The statistic that people on the psychopathic scale make up 1% of the population at large, but 4% of chief executives, attracted the kind of laughter of recognition you might expect: as my father-in-law commented, the audience was considerably younger than some EIBF events, and those of working age predominated.
However, as we headed to lunch we both agreed a few more pieces of hard data like that might have helped James sell the book at bit more to us. At times his talk seemed to be a portmanteau of his opinions, and whilst it’s harder to back stuff up in a softer science like psychology, his assertion that someone in the Secret Service had told him Tony Blair knew there were no weapons of mass destruction when he made his famous speech, sounded a bit like the kind of thing you pick up from the bloke in the pub who’s been something at that Victoria Quay.
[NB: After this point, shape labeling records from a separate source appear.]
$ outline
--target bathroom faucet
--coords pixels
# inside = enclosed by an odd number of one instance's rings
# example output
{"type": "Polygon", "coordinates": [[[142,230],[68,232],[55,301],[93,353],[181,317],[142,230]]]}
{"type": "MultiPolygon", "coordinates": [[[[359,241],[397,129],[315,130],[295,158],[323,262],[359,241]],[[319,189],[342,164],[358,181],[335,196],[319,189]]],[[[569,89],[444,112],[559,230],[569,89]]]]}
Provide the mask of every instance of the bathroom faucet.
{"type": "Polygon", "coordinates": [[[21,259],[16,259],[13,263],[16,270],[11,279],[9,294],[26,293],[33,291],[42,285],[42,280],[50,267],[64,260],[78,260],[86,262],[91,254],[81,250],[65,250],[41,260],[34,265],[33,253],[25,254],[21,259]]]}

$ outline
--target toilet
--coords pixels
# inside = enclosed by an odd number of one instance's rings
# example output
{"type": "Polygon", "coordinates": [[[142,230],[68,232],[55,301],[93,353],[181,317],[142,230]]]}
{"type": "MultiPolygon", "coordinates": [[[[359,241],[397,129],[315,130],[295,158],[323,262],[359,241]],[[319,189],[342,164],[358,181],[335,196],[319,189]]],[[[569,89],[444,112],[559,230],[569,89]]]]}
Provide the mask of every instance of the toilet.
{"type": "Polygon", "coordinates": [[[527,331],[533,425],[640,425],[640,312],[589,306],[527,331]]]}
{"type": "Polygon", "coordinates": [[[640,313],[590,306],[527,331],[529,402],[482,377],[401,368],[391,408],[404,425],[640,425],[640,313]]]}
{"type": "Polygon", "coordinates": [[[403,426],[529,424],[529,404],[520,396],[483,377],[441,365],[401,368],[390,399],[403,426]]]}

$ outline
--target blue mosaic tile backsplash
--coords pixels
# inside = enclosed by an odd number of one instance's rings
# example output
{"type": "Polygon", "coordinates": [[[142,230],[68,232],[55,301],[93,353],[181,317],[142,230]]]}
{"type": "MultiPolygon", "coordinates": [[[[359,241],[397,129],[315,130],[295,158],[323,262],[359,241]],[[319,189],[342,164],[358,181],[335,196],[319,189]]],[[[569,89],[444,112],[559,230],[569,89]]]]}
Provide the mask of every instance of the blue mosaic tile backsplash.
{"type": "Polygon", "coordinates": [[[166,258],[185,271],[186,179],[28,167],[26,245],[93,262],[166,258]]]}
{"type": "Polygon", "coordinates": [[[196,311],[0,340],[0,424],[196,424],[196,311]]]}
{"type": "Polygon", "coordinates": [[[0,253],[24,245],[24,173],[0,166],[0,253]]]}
Jesse Norman might have faced an uphill struggle in the afternoon. Not so much the fact that here was an English Conservative MP up to lecture Scots on an Enlightenment figure who has traditionally been seen as a Liberal, as the fact that your reviewer had by then sampled some excellent crianza-level Rioja along with the usual excellent standard fare at Cafe Andaluz. Concentration levels, never at their highest in late afternoon, were not exactly going to be buoyant.
However, Norman was absolutely excellent. His depiction of Burke as a far-sighted statesman in a time of political ferment, sparring with Fox, Pitt the Elder and, ultimately, George III himself, was entertaining and well thought through. Your reviewer went from a position of virtually no knowledge at all of Burke to at least having an inkling of his role in the American War of Independence, the French Revolution, and the London literary scene of the late eighteenth century.
Perhaps the most interesting of Burke’s many political battles was his impeachment of Warren Hastings, the Governor of the East India Company. The Company was essentially all-powerful in India, and Burke’s objective was to curtail that power and stop the abuses and injustices against the Indian people; the impeachment charge failed, but it was a powerful indictment in the public arena of the misuse of corporate power: something that clearly resonates in a few areas today.
Norman was clearly a master of his subject, and good at answering what were actually quite detailed and intelligent questions from the audience at the end. He possibly over egged it a bit when praising the Scottish education system compared with that in England, but, hey, he was doing his best to charm us.